Generally speaking, it will be ordered in 5 parts, known as the "5 Rights" of medication administration:
#1 What patient is getting the medication
#2 What medication is to be given
#3 How much medication is to be given
#4 What time it is to be given (or how often)
#5 What route it is to be given
So an order might be "Give John Smith (5/13/1995) lorazepam 0.5mg IV once prior to MRI"
In this example, John Smith is the patient and 5/13/1995 is his birthday to differentiate him from all the other John Smiths. "Lorazepam" is the drug's generic name, "0.5mg" is the amount of the drug. "IV" is the route, and "once prior to MRI" is the time.
Drugs have generic and brand names. For example, acetaminophen is a generic name. Many companies make acetaminophen, and each has their own brand name for the drug. Probably the most well-known brand name for acetaminophen is Tylenol, but there are others, like Calpol and Panadol. For most people, it doesn't matter which brand of a particular drug is used, just that the active ingredient (the generic name) is the same. For some people it matters because the non-active ingredients may be different between brands, and they may be allergic to a non-active ingredient that is in one brand, but not another.

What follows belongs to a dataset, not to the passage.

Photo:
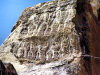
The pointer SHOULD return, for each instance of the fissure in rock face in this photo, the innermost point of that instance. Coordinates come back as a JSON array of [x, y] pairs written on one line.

In a hospital setting, we're going to use the generic name, because the brand of the drug that is cheapest to the hospital pharmacy varies contract to contract, and there are a lot of drug shortages these days. That's why if you're in the hospital you might get an oval green pill one day and a round white one the next day. They're the same drug, just different brands.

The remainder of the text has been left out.